Welter: Da wir nicht nur fachliches Publikum haben als Zuhörer: Die monetären Risiken – was sind das genau aus Sicht der Währungshüter?

Weber: Nun, was wir beobachten, ist eben, dass die Geldmengendynamik erheblich gestiegen ist. Während wir uns das vor zwei bis drei Jahren bis Mitte letzten Jahres noch ganz gut erklären konnten durch das Platzen der Aktienblase und durch das Parken liquider Mittel auf Konten oder eben in Form von Bargeld, ist in jüngster Zeit die monetäre Entwicklung sehr stark getrieben durch eine sehr expansive Kreditgewährung, insbesondere Unternehmenskredite, Kredite an nicht finanzielle Unternehmen, und insbesondere eben auch Kredite an Haushalte, Konsumentenkredite. Man muss sich immer verdeutlichen vor dem Hintergrund, dass wir ja hier beim Deutschlandfunk sind, dass diese Entwicklung im Rest des Europas deutlich dynamischer sich entwickelt hat, als wir das in Deutschland gesehen haben. Und wir machen nun mal Geldpolitik für den Euro-Raum, und dort müssen wir diese gestiegenen Risiken berücksichtigen.
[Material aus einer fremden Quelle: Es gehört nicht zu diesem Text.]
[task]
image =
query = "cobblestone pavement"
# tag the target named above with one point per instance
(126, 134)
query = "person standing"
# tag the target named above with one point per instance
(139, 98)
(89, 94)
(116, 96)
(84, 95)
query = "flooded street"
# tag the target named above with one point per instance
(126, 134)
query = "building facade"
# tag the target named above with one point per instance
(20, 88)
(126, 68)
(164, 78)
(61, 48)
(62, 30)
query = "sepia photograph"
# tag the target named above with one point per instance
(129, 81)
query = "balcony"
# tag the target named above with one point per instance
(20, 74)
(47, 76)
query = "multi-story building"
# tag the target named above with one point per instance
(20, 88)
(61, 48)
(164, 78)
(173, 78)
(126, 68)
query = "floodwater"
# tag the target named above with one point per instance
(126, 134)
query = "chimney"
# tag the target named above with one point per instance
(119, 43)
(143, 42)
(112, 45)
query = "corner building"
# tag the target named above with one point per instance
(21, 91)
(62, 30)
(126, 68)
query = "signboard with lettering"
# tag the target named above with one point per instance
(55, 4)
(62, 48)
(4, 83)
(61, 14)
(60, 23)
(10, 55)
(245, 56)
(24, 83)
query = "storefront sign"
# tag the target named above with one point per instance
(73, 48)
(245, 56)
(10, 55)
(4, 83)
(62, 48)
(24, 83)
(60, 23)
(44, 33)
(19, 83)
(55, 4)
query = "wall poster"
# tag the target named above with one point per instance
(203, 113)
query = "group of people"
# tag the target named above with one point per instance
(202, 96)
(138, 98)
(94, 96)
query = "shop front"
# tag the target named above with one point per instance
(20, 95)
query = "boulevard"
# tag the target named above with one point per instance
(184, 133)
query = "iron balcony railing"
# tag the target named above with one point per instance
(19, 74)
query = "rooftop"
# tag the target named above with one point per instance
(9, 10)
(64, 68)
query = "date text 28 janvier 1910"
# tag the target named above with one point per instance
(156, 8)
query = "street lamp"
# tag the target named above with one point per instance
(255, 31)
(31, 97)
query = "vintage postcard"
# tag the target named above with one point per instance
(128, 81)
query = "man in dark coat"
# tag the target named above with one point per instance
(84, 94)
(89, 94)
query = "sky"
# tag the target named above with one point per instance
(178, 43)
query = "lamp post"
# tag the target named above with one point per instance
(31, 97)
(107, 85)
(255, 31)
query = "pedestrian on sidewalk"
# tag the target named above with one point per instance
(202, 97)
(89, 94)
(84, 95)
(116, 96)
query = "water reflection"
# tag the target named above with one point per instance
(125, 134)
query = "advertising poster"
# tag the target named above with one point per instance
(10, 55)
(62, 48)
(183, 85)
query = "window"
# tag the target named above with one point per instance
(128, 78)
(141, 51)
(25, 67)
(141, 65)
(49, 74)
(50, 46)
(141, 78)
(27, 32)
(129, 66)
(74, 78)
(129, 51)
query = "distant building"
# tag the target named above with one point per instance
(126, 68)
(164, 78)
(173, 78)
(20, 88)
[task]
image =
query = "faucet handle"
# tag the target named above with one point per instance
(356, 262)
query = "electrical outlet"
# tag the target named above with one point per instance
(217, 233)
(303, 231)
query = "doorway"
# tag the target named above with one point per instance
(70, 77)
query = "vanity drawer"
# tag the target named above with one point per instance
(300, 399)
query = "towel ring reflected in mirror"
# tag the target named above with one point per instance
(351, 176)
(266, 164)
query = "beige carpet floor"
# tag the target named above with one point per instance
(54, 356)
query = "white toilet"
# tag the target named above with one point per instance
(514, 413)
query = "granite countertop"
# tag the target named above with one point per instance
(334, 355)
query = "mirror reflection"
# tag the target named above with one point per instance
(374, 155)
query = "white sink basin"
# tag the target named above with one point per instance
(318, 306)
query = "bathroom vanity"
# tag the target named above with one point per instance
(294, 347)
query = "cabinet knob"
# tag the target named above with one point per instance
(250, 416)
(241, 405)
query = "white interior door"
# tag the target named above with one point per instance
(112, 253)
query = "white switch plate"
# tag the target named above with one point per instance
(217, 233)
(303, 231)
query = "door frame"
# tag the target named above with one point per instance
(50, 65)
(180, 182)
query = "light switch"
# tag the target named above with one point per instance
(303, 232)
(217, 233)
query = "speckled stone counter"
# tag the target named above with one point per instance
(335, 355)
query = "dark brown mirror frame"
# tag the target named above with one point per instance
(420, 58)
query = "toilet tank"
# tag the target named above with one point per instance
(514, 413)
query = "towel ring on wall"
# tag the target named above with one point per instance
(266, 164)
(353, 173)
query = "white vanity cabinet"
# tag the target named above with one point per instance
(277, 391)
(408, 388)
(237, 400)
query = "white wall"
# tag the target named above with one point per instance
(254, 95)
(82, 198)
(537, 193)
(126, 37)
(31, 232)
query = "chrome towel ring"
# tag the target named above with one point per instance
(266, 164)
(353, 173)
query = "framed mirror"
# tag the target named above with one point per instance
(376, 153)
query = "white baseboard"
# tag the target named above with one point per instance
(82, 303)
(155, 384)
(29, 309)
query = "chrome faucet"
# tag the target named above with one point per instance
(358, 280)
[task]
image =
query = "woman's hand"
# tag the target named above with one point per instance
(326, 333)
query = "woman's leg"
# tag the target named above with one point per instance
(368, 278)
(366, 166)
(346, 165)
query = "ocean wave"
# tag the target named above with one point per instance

Welter: Das heißt, es gibt Länder, in denen die Risiken deutlich eindeutiger zu beobachten sind als bei uns in Deutschland?

Weber: Nun, für den Euro-Raum insgesamt beobachten wir – und das war nur der Hinweis –, dass wir hier eine sehr dynamische Entwicklung haben. Das bedeutet Risiken in unserer Strategie in der mittleren bis längeren Frist. Und diesen Risiken müssen wir begegnen.

Welter: Die Geldmengenentwicklung, die Sie damit ja auch angesprochen haben, ist ja schon länger nicht so, wie es sich beispielsweise die Bundesbank vielleicht gewünscht hätte. Hätte die alte Bundesbank früher reagiert? Hätten Sie oder haben Sie vielleicht auch für eine frühere – frühzeitigere – Anhebung der Leitzinsen plädiert?

Weber: Ich glaube nicht, dass wir das Gefühl haben, dass wir hinter der Kurve sozusagen sind und schon viel früher agieren müssen. Wir haben ganz deutlich seit Beginn Oktober kommuniziert, dass wir die Risiken für erhöht hielten, und wir haben den Markt entsprechend darauf vorbereitet, dass wir, wenn dies so bleibt und sich noch verstärkt – und meines Erachtens hat es sich eben nicht abgebremst, sondern die Risiken sind erhöht geblieben –, dass wir dann zu einer zinspolitischen Normalisierung übergehen wollen, etwas den Expansionsgrad der Geldmengenentwicklung zurücknehmen werden. Ich denke, es ist wichtig, dabei zu sagen, dass auch die Bundesbank in ihrer Geldpolitik immer berechenbar war und vorausschauend auch gehandelt hat. Und genau das haben wir eben auch getan.

Welter: Es gab Gerüchte, dass die Einigkeit im Rat der Europäischen Zentralbank nicht so groß war in den letzten Monaten, dass also der eine oder andere schon gerne früher den Fuß vom Pedal genommen hätte, wie Sie es gerade formuliert haben. Trifft das zu?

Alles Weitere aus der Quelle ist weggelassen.